PROCLAMATION HONORING THE LIFE AND MEMORY OF JAMES WELDON JOHNSON

Publication Date: Thursday, December 31, 2020
He was not just an influential and notable novelist, poet, and songwriter, James Weldon Johnson (1871-1938) was a lawyer, a United States consul in a foreign nation, and served an important role in combating racism through his position in the NAACP. In 1900, James and his brother, John, wrote the song "Lift Ev'ry Voice and Sing," which would later become the official anthem of the National Association for the Advancement of Colored People.  James Weldon Johnson was born in Jacksonville, Florida. His father was a headwaiter at a hotel and his mother was a teacher at the segregated Stanton School. Johnson grew up in a middle-class home, and his mother encouraged him to pursue an interest in reading and music. Johnson attended Stanton until he entered high school. He attended high school and college at Atlanta University. He received his bachelor’s in 1894.Introduced by State Representative  Billy Mitchell (GA), this proclamation was adopted by the National Black Caucus of State Legislators (NBCSL) at its 44th virtual Annual Legislative Conference held in December 2020.

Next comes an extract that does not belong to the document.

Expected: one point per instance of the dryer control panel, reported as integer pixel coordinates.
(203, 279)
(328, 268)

Proclamation Honoring the Life and Legacy of Nathan "Nearest" Green, the Godfather of Tennessee Whiskey

Publication Date: Friday, January 10, 2020
Nathan "Nearest" Green (1820 – ?), incorrectly spelled "Nearis" in an 1880 census, was a black head stiller, commonly referred to now as a master distiller. Born into slavery and emancipated after the Civil War, he is known as the master distiller who taught distilling techniques to Jack Daniel, founder of the Jack Daniel Tennessee whiskey distillery. Green was hired as the first master distiller for Jack Daniel Distillery, but not until after his death was he recognized as the first. During his time he was not given the proper titles on the account he was a black man and he was the first African-American master distiller on record in the United States.  Introduced by State Rep. Karen Camper (TN), this proclamation was adopted by the National Black Caucus of State Legislators (NBCSL) at its 43rd Annual Legislative Conference held in Fort Lauderdale, Florida, December 2019.